No screaming winds, no shrieking beasts of chaos, no discordant trembling in the soil. The realm he once stepped into with caution now greeted him with a strained stillness. Dawn stood at its edge, beneath the silver arch that marked the boundary between the academy's ordered halls and this forgotten pocket of untamed possibility.

The Forbidden Realm.

It was no longer as wild as before. He had tamed it, not with power, but with patience. Once, this place was a void where gravity warred with mass, where seas rose skyward and trees bled mist. Now, it held the faint outlines of worldliness—the semblance of a realm remembering how to exist.

Dawn stepped forward.

The sky above rippled in slow hues, not a painted dome, but something more coherent. The sea, to the east, now swelled with predictable rhythm. The soil did not squirm beneath his boots. It held. It acknowledged weight. It yielded.

He inhaled deeply, and the air did not resist his lungs. This, too, was a victory.

"You're remembering," he whispered, not to himself, but to the world around him. "Let us continue."

He walked a winding path he himself had shaped—a trail where he had first formed the foundational Trinity: sky, sea, and soil. But today was different. Today, he brought with him understanding, not of himself, but of the natural laws that governed the Land of Prime. Dozens of books had filled his days since returning from the exploration event.
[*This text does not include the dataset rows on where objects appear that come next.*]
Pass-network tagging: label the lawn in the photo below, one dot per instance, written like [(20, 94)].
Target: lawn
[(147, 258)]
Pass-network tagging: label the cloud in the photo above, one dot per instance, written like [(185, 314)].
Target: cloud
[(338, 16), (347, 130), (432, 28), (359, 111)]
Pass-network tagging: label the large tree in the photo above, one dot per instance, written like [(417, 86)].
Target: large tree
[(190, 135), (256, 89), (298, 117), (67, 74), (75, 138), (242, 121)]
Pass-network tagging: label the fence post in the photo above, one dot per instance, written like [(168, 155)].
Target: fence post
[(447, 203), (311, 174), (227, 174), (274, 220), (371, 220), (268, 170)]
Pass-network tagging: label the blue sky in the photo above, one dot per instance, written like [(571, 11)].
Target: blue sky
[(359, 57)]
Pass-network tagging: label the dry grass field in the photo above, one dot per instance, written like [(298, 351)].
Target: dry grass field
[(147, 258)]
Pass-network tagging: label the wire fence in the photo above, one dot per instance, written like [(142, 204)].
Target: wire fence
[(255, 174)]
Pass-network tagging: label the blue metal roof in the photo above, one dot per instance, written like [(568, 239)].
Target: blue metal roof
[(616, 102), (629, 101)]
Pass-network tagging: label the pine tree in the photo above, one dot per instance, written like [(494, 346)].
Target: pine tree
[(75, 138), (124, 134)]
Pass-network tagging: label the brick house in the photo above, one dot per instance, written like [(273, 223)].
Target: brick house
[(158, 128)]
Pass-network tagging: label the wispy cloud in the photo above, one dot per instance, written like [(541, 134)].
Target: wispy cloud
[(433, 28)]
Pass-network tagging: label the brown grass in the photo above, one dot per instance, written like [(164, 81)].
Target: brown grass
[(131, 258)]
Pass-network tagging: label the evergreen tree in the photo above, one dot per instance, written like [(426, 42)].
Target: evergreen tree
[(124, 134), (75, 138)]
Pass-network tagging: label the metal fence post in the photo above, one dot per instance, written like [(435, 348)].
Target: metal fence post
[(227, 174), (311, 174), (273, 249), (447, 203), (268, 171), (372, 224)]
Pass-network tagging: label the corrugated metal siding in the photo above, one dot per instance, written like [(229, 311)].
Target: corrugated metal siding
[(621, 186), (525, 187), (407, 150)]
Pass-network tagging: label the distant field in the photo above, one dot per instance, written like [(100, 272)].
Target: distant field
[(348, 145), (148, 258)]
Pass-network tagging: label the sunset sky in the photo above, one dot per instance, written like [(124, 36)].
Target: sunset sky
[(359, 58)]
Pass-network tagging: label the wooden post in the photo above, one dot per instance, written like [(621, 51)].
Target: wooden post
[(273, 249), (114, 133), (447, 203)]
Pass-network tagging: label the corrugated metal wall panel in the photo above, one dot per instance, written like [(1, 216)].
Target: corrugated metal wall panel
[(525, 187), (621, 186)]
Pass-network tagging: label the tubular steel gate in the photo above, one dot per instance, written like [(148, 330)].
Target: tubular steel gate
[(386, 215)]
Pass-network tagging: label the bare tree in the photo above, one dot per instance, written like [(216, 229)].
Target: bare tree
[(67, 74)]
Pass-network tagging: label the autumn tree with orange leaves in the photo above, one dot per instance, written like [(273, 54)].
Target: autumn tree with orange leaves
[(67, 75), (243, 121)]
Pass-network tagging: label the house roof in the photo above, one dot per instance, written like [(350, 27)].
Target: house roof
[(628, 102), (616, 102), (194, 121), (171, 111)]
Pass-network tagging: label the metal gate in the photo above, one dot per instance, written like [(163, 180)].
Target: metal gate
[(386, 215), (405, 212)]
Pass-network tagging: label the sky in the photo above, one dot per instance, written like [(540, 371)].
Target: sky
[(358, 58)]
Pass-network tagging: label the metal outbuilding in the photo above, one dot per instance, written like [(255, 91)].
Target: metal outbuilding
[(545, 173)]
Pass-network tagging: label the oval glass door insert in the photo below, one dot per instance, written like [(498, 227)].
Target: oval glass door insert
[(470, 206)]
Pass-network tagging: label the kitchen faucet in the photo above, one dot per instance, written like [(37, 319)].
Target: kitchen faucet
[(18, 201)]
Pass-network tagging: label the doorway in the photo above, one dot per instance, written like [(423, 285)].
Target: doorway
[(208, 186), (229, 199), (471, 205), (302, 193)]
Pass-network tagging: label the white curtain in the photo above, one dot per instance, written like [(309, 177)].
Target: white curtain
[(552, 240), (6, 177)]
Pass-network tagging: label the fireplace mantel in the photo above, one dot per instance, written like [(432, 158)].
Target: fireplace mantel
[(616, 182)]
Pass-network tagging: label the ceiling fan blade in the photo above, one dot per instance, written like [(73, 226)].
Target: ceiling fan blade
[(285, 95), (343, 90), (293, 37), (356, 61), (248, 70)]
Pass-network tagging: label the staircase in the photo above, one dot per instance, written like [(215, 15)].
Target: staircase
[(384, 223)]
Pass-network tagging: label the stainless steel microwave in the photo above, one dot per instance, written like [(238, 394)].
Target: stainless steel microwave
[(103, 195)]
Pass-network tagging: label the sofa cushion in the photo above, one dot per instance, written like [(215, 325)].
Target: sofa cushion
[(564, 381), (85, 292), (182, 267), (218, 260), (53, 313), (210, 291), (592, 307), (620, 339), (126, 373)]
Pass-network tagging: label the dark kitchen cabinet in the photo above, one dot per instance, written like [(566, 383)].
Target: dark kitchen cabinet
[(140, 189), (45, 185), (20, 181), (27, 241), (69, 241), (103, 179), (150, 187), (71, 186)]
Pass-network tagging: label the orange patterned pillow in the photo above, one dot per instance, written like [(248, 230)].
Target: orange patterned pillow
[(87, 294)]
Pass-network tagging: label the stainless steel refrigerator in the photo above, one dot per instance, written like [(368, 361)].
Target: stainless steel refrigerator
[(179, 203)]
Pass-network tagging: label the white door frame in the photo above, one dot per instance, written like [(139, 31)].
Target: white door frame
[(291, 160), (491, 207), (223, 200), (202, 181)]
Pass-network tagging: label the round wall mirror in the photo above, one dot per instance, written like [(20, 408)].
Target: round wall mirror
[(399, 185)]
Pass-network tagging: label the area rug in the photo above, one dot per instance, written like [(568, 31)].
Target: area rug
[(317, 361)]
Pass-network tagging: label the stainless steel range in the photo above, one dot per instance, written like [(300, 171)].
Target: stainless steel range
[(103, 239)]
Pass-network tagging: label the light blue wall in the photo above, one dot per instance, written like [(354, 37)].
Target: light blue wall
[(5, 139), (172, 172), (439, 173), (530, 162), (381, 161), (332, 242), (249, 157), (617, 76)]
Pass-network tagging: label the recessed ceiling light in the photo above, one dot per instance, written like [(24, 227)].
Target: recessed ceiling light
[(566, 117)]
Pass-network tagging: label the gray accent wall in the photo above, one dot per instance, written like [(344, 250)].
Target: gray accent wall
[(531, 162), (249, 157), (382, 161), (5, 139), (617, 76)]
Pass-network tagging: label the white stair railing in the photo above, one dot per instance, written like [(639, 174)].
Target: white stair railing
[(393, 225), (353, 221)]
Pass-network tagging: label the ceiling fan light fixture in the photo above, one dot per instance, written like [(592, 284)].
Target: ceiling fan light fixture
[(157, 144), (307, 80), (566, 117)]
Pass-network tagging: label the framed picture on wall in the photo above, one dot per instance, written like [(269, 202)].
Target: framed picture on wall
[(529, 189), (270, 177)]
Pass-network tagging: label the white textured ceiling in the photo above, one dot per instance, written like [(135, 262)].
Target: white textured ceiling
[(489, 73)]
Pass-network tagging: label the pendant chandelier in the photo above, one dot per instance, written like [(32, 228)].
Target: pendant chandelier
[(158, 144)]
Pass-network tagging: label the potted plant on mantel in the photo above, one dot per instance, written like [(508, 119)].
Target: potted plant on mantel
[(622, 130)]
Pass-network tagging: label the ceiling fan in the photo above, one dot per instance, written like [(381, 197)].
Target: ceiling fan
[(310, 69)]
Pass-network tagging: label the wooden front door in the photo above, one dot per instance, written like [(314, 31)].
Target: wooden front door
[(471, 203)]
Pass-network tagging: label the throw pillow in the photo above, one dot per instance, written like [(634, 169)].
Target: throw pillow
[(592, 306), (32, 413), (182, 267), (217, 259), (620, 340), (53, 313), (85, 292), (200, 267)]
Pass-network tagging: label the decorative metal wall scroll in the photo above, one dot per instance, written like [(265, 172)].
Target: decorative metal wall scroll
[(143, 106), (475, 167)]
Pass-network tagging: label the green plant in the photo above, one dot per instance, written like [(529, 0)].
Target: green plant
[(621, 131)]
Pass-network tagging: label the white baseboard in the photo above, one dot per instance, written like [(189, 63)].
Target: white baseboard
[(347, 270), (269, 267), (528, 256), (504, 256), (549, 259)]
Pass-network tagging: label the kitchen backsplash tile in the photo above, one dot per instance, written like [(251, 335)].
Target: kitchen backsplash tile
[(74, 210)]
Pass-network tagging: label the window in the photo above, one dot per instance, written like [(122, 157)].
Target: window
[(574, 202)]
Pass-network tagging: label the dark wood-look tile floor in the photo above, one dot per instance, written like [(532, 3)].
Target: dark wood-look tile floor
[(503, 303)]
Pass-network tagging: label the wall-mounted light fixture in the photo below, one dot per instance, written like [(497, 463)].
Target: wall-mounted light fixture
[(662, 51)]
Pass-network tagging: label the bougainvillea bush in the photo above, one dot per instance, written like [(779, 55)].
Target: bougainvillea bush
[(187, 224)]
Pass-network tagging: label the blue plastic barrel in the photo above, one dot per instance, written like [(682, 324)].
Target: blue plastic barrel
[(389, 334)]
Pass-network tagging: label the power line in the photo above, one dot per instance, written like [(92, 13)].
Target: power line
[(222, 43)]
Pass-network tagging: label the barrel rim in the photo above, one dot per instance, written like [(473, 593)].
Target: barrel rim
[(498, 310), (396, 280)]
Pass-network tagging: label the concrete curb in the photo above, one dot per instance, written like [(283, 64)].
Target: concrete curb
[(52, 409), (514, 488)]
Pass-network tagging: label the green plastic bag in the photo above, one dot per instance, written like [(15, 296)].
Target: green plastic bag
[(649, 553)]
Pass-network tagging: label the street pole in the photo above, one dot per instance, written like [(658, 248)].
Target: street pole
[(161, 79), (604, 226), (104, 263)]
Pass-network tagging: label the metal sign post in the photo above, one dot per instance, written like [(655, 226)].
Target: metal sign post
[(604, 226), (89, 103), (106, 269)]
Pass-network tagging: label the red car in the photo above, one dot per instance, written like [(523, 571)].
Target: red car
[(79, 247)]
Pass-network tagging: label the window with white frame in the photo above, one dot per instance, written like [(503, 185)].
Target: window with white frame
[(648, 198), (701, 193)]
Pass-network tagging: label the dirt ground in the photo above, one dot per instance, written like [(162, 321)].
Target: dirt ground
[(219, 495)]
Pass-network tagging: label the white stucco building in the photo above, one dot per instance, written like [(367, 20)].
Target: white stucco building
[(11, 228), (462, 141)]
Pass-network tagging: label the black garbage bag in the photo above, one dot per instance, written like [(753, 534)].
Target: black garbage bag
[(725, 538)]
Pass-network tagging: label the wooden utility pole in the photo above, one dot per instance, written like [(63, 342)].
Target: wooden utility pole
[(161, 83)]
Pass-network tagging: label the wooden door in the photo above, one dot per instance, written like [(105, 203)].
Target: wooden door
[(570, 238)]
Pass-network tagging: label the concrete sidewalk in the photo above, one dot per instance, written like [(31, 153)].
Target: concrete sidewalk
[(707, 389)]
Dozens more lived in his mind, etched into memory. He wasn't here to impose his laws.

He was here to reenact the world's laws.

---

The first lesson he chose to replicate was the law of resistance—specifically, the behavior of water when struck by opposing force. He knelt by the shoreline and summoned his Primal Origin Light. It flickered around him, not in radiant bursts like a battle aura, but like a tuning fork searching for harmony.

He drew a circle in the sand, carefully. Then, with his Will, he drew water from the sea into the air above it.

It hovered.

Now came the trial.

He struck it with a palm, softly at first.

Nothing.

Again, harder.

The water hissed. Twisted. Began to spiral backward into the sea, shrieking like a beast that had learned to scream.

Wrong.

Dawn grimaced. The realm still remembered wrongly. Here, force was not met with resistance—it was met with collapse.

But he did not flinch.

He forced the water into suspension again. His Will flared, silent but insistent. He struck again.

It screamed.

Again.

Again.

Until finally, the water recoiled outward from the strike. Just slightly. But it did.

The world resisted.

A shiver ran through the land. The sea churned. The air rumbled. Something ancient within the realm stirred.

The truth had been reenacted.

---

Dawn spent days this way. He did not eat. He drank sparingly from the rivers he had once willed into direction. He reenacted principles: heat rises, echoes fade, heavier stones fall faster, energy disperses evenly.

Each time, the realm resisted.

Each time, he bore it.

His Will was not like others. Others forged it in flames, in duels, in moments of crisis.

He forged his by bearing falsehood until only truth remained.

At one point, he sat beneath a solitary tree that had sprouted from a place he once sank into mire. It offered shade now. That was new. That was real.

He opened a worn book he had brought with him, one not of spells, but of physics and philosophical metaphysics. Pages flicked slowly as he traced a diagram of pressure gradients. He nodded once and stood.

He chose a nearby cliff face and began his next task: wind pressure across a plane.

Again, the realm bucked against it.

Again, his Will bore it down.

---

One night, as he lay watching the stars—no longer erratic, but holding vague orbits—he smiled faintly.

"This looks more like a true realm," he said to the realm. "This is good. Very good!"

He closed his eyes.

And the sky responded.

It began to rain.

Gentle. Measured. True.

His Lattice pulsed, not in brightness, but in depth. As if it sank into the land and sky itself. He wasn't floating above the world like a transcendent observer. He was becoming its anchor.

A pillar.

The realm, once forbidden, now pulsed with slow, rhythmic breath. The breath of something stabilizing. Becoming.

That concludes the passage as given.